Alsace riesling Herrenreben 2007 vendanges tardives Domaine Schoenheitz
Nez toujours jeune sur les fruits blancs juteux et des notes de cailloux et de poivre blanc. Les saveurs explosent en bouche qui se pare de dentelles, l’ensemble est d’un grand raffinement. Vin très précis, avec une acidité centrale expressive et ferme sur un moelleux bien dessiné. La finale est plus souple et appelle la seconde gorgée, le verre ne touche plus terre. On ne présente plus ce vin qui est sur toutes les bonnes tables.
Alsace Grand Cru Muenchberg 1990 vendanges tardives Domaine Ostertag
Nez sur la crème anglais, la coquille d'œuf et des fragrances fumées. La bouche est racée, fine, étroite, aérienne sans lourdeur comme souvent sur ce type de terroir drainant et précoce.

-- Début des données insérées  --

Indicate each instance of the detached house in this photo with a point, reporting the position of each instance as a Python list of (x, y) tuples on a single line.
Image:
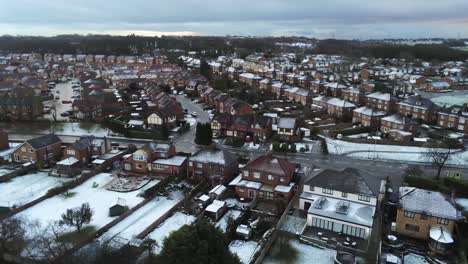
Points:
[(455, 117), (339, 201), (267, 178), (155, 158), (427, 215), (218, 166), (418, 107), (40, 150)]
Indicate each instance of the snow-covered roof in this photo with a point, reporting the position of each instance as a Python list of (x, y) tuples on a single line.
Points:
[(215, 206), (284, 188), (347, 211), (174, 161), (238, 181), (67, 162), (369, 111), (431, 203), (340, 103), (441, 235)]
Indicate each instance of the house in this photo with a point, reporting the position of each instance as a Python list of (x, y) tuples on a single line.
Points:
[(427, 215), (163, 117), (367, 116), (340, 201), (287, 129), (397, 122), (68, 167), (217, 166), (381, 101), (455, 117), (267, 178), (418, 107), (354, 95), (4, 143), (216, 210), (142, 160), (41, 150), (83, 149), (340, 108)]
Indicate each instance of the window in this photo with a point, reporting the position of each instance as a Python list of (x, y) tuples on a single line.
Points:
[(442, 221), (413, 228), (408, 214), (364, 198)]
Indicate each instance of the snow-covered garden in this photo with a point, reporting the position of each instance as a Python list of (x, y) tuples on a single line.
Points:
[(24, 189)]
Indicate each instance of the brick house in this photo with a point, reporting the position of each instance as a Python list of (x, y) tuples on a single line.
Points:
[(397, 122), (367, 116), (141, 161), (41, 150), (4, 143), (217, 166), (288, 129), (267, 178), (455, 117), (425, 215), (418, 107), (354, 95), (381, 101)]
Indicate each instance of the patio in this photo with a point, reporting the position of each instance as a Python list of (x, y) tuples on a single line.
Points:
[(340, 241)]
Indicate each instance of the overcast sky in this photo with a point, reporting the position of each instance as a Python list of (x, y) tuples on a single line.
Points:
[(321, 19)]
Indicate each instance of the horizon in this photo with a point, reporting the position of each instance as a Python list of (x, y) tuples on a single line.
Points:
[(339, 19)]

Toujours le même fantastique accord entre les fruits et le riesling de Schoenheitz. Je suis un peu passé à coté de celui d’Ostertag, fin de soirée oblige.
Fin de soirée…..
Très belle série de vins sur différents types de terroirs avec les grands noms de la région. Confirmation que le homard, sous son aspect délicat appelle un vin de calcaire comme compagnon même si le Schlossberg de Weinbach a presque supporté le voyage.

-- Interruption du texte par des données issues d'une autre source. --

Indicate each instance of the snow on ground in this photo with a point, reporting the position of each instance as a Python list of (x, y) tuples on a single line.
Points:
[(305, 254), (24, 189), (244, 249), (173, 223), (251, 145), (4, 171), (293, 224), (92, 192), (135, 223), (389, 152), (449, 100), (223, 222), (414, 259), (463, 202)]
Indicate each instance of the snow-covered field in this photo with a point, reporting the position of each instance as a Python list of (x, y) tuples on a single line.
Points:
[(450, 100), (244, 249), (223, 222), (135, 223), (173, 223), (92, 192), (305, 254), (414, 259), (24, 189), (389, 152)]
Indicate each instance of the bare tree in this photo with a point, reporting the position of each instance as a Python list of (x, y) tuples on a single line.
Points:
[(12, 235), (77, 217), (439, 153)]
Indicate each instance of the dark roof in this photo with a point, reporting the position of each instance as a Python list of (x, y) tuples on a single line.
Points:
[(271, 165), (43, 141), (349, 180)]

Le foie gras préparé aux épices demande de très grosses cartouches sur des terroirs profonds et peut être plus jeune, pour opposer une fougue juvénile à la complexité du plat. Et que dire de la paire 83-61. Quel bonheur de tremper ses lèvres dans un vin de trente ans ou cinquantenaire pour le Kitterle. A ce propos, la robe d’un grand blanc de cet âge doit rester claire. Il n’y a pas de raison qu’elle tourne au brun comme on le lit trop souvent. Le nez doit également rester pur et net, un riesling vieux n’est pas un Château-Chalon en puissance. Pour finir, le domaine Schoenheitz qui se mêle aujourd’hui au plus grands sur les tables de la région est le domaine que je recommande vivement en ce moment.